Capacitive resistivity inversion using effective dipole lengths for line antennas

•We compare line-antenna capacitive resistivity data with galvanic resistivity data.•We observe discrepancies in capacitive and galvanic resistivity data and inversions.•Effective dipole length corrections result in more consistent data and inversions.•Line-antenna capacitive resistivity inversions should use effective dipole length.

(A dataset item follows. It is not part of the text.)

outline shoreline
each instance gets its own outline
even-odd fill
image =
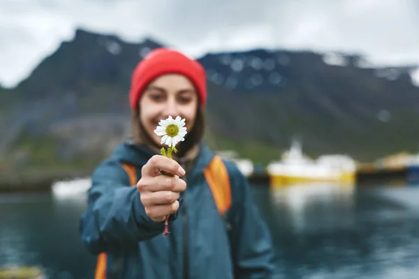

Non-contacting capacitively-coupled resistivity (CCR) surveys find application in permafrost investigations and investigations over engineered surfaces. However, we observe discrepancies between line-antenna CCR data and galvanic resistivity (GR) data. Inverse models recovered from the different data types exhibit differences in both resistivity magnitude and structure. We apply and test the concept of effective dipole length for line-antenna CCR data collected over permafrost terrain in Iqaluit, Nunavut. We compare inversions of corrected CCR data to the GR counterpart. Results show that correcting CCR data with an effective dipole length of 80% of the physical antenna length results in a resistivity model most in accordance with the GR model. After correction, the CCR model does not precisely emulate the GR model; potential sources of remaining discrepancy are incomplete representation of the line-antenna nature of the CCR data and the realities of field data acquisition including significantly different noise levels and the potential violation of CCR operating conditions.